This is a great thread in terms of flushing out whether this company is a technologically enabled disrupter and a great long term business.... or something else.(??)
Like most of you here, I'm a value guy and only want to pay up if I am getting much more than I am paying for.
Here, its all about the calculation of competitive advantage and what the next 5+ years will bring. Its easy to see the earnings double if the growth of the recent past keeps up, but where is the margin of safety if it does not? Its not cheap at 27X
I too am a user as an RIA and fund manager....but only after Schwab told me they would open a pooled account for us and then changed their mind. It was a steep curve in terms of getting my mind around the market maker activities, the safety and brand for clients, and the learning curve overall with the account set up, etc.

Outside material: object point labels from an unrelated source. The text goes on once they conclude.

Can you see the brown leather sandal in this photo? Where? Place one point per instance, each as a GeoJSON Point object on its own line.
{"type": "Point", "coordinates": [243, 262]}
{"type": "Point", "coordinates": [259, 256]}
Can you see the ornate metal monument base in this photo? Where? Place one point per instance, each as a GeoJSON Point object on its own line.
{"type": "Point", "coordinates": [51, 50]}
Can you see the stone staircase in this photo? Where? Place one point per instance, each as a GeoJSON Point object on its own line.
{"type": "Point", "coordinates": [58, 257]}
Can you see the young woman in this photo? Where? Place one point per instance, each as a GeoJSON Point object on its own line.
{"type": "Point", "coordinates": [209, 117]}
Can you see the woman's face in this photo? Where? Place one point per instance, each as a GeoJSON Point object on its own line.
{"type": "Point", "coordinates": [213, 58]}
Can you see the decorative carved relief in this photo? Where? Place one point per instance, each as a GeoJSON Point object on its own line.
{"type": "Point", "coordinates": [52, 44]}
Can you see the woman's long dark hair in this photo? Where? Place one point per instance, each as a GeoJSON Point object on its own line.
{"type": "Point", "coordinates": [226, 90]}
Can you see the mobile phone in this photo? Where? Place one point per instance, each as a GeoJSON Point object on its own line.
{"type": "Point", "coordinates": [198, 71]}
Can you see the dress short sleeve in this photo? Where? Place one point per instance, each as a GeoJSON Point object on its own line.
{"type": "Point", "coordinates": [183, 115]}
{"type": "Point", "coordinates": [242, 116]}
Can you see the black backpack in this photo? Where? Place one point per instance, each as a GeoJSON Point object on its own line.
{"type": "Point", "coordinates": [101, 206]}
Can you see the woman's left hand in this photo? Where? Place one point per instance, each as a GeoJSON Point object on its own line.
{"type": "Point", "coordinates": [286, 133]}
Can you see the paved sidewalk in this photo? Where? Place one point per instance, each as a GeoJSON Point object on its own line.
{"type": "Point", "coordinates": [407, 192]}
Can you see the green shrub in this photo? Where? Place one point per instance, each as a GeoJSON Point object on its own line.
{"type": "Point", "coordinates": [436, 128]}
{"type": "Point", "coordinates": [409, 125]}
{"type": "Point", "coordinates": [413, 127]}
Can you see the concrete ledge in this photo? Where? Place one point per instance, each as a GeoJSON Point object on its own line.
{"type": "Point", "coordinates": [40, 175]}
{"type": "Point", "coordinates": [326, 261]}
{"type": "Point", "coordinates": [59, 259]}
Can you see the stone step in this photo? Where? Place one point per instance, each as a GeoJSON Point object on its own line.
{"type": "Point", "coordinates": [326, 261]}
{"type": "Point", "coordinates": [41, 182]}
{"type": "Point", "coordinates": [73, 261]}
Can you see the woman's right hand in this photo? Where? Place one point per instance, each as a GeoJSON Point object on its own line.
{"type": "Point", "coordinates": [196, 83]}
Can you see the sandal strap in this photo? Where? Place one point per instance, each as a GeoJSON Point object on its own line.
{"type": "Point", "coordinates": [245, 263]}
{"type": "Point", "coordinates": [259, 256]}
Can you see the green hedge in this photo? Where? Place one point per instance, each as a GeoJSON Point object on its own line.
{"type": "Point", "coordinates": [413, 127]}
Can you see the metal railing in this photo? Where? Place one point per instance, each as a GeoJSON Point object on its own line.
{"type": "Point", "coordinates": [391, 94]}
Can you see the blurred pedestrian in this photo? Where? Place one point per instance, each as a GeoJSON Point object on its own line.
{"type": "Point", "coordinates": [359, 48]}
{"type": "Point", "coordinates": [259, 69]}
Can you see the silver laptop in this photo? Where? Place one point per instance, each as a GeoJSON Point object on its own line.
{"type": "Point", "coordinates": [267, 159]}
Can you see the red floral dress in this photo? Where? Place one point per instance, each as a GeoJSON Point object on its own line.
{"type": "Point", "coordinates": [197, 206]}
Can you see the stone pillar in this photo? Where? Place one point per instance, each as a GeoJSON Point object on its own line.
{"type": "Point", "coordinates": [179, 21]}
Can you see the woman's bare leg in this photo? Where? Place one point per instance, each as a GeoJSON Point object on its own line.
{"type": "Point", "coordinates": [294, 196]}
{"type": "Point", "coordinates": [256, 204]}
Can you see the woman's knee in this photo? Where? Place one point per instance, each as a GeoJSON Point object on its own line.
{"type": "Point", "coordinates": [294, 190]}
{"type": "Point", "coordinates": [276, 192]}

I echo all the sentiments I have read above about customer service, GUI, and overall user experience being inferior to Schwab, Fidelity and others in respects.
On the plus side:
We are not frequent traders, but I have grown to like TWS. I like the portfolio analyzer statements and they are generally spot on in terms of accuracy when I compare the reports to those generated by our fund admin. I think their security is better than Schwab/Fidelity. They are definitely more friendly to the entrepreneurial RIA or emerging fund manager.
The low cost advantage doesn't mean much to us because we are LT investors.....BUT, I am surprised they do not have a tiered pricing model based on trading activity. This would really juice the operating income and if they doubled my trading costs I would not leave.
They have compounded new accounts at 16% plus since 2008
The CAGR for operating income ex-market making since 2011 is 50% +
ROE has averaged 9% over the last 5 years. The CEO would like to overcome concerns about the balance sheet and larger institutional clients preferring the JPM's of the world so he will continue to build excess capital.
He is a driven, "fanatic" in the tradition of other "outsider" CEO's and the type Munger/Buffett would look for.
So the major question I have is:
Is there a sustainable moat being built in the form of a long term low cost producer advantage?
Does it really matter to the wider universe of RIA's, frequent traders and international customers? How many of these guys and introducing brokers are really out there looking for a better place to trade?
Some would say they have a particularly long runway outside the U.S.
I'd be really interested in flushing this out more because if they continue to grow and/or even accelerate the growth, this is going to be a great ride provided they can manage the risks. Getting caught in a black swan environment or too many small RIA's committing fraud or blowing up causing reputational damage for them as the prime broker is a concern.